History

The TU Delft campus boasts a wide range of buildings and open spaces. These are the result of continuous development from the first lectures to just 48 students in the building at Oude Delft 95 in 1843.

The first decades saw the purchase of existing buildings and extensions being added to them. From 1894 onwards, various new buildings were constructed at the south-eastern edge of the city centre and the nearby Wippolder for the Polytechnic School as it was then. Most of the buildings dating from the period up to the Second World War have been sold off, including to the DUWO student housing organisation.

The Botanical Garden and the Red Chemistry building where the Faculty of Architecture and the Built Environment is now housed are examples of pre-war premises and terrains still owned by TU Delft.

After the Second World War, the adjoining area in the Zuidpolder was developed from scratch becoming the TH wijk (TH area).

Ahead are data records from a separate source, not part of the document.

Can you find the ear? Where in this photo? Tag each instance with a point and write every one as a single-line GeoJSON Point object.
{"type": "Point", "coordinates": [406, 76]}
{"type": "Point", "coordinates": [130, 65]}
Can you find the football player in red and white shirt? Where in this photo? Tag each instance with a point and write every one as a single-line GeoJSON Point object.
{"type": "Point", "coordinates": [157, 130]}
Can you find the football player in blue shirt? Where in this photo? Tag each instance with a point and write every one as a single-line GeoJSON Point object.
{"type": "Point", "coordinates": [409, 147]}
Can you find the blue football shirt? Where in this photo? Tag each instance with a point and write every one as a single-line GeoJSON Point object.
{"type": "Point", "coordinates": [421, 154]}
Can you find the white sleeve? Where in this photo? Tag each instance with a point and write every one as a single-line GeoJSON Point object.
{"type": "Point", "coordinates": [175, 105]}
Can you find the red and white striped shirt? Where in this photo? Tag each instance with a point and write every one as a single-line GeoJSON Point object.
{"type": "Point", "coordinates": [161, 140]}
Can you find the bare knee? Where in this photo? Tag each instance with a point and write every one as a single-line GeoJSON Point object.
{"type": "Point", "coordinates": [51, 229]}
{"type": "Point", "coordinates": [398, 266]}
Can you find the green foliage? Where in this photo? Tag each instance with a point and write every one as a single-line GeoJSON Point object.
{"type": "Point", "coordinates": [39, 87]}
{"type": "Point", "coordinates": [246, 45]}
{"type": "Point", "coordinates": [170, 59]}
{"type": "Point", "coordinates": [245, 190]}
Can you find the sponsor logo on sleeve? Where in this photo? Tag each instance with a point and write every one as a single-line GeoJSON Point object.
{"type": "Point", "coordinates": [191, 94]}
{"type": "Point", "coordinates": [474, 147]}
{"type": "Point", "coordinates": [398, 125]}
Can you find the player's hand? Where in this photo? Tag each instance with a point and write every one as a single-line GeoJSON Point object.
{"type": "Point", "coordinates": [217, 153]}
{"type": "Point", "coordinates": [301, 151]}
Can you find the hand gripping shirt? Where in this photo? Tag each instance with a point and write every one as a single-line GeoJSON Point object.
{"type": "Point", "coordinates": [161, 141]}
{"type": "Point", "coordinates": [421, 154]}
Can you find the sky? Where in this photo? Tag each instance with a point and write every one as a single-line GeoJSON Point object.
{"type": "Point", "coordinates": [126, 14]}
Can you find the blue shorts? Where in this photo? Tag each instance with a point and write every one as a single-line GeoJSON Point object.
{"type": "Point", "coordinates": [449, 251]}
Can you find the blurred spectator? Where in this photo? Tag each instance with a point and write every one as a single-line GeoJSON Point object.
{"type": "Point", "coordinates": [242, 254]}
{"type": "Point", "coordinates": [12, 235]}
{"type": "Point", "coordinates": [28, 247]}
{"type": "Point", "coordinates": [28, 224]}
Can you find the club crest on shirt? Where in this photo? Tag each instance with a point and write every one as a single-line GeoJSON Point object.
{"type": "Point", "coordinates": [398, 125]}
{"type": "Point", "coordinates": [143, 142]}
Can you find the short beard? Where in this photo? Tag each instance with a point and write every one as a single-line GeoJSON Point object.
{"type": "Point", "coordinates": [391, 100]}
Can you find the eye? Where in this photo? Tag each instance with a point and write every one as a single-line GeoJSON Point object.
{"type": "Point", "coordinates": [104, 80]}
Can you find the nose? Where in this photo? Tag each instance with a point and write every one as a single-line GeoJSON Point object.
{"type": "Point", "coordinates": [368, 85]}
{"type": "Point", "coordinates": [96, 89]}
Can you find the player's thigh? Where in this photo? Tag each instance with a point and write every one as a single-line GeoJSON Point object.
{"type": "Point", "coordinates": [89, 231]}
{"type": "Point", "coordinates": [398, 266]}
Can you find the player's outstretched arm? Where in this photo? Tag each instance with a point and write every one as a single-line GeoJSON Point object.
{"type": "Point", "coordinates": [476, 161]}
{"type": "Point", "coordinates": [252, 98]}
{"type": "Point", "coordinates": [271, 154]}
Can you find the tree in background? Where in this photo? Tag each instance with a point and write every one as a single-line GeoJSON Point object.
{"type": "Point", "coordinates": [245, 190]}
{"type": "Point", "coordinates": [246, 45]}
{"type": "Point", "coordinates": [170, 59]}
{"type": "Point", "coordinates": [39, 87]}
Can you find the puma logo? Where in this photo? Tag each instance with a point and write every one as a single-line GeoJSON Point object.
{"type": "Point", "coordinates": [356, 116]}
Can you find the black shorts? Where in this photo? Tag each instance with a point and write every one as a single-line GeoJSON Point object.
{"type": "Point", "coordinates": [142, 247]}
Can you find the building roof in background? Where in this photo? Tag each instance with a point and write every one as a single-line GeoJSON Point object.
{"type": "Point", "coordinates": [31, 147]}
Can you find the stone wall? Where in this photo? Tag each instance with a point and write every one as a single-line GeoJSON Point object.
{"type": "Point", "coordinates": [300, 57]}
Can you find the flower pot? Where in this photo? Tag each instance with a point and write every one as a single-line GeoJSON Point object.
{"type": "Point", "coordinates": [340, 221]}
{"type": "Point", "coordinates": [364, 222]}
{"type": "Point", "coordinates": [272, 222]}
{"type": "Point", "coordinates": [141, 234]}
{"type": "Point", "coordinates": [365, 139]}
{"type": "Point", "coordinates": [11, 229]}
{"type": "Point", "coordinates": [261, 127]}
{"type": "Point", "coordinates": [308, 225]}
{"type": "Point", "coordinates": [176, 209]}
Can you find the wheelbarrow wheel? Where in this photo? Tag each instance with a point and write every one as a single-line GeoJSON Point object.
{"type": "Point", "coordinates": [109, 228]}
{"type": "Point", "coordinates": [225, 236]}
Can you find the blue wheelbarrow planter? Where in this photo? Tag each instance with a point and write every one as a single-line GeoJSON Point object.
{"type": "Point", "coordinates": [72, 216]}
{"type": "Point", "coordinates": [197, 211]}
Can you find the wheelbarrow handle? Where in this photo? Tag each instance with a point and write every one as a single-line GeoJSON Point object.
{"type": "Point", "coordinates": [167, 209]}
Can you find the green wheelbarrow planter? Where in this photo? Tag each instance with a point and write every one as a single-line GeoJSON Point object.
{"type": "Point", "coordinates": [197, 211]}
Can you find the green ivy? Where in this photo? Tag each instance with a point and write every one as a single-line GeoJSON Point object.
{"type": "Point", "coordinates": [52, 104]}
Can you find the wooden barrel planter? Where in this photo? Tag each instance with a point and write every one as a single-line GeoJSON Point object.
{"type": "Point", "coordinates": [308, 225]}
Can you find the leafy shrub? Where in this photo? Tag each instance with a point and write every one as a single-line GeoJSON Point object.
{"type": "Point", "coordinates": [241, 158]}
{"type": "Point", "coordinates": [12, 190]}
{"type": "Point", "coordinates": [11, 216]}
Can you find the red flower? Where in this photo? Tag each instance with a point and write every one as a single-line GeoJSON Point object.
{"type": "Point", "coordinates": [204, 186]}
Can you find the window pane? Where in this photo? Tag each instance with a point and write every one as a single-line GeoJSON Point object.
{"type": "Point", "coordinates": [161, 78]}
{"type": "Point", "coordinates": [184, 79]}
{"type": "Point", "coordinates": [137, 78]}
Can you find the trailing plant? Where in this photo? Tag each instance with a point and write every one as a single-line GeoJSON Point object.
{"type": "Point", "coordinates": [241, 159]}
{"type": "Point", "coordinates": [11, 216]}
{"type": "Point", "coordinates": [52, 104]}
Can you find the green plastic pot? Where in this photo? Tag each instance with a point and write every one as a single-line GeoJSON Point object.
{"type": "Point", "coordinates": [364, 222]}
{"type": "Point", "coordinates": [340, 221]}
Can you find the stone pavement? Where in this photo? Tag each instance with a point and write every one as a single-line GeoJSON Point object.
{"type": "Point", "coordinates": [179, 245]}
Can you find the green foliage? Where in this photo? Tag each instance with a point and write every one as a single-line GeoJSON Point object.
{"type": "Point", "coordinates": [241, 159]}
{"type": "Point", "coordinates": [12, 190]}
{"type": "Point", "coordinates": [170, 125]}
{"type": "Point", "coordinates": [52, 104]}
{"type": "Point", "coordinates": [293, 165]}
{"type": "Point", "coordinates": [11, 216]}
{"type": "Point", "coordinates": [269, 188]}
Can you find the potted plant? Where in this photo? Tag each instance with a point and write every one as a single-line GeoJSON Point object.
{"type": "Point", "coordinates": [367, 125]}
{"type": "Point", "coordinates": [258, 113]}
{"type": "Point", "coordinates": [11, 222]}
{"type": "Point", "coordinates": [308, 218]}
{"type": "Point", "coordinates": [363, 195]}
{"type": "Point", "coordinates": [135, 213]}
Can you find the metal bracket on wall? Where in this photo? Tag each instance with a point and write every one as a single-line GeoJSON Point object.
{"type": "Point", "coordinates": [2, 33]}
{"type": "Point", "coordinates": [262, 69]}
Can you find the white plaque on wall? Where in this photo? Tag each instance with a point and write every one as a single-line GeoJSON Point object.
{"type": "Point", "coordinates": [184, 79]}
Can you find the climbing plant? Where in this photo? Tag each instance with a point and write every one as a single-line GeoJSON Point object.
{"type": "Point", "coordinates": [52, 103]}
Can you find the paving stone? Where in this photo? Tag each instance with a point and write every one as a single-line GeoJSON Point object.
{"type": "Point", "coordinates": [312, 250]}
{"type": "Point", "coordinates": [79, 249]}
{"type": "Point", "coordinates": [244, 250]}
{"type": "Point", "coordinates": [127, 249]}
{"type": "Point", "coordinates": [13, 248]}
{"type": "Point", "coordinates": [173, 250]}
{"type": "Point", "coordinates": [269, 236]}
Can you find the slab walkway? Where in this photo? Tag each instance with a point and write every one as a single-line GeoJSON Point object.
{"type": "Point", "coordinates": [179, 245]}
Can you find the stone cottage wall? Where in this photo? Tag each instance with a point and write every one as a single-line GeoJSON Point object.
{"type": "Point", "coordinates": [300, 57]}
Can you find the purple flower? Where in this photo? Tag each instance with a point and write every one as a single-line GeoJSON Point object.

Around 1960, the campus was further extended to the present TU Delft South site where the reactor building and the Faculty of Aerospace Engineering building were opened in 1963.

The central government owned all university buildings up to 1995 when it transferred ownership of all the real estate to the universities. From that time on, universities have themselves been responsible for developing campuses and for real estate.

Since then, the dynamics at TU Delft have led to the sale and demolition, modification and conversion of many buildings and sites developed for the university. TU Delft has also constructed several new buildings since 1995. Many architects have designed buildings and spaces on campus commissioned by both central government and TU Delft.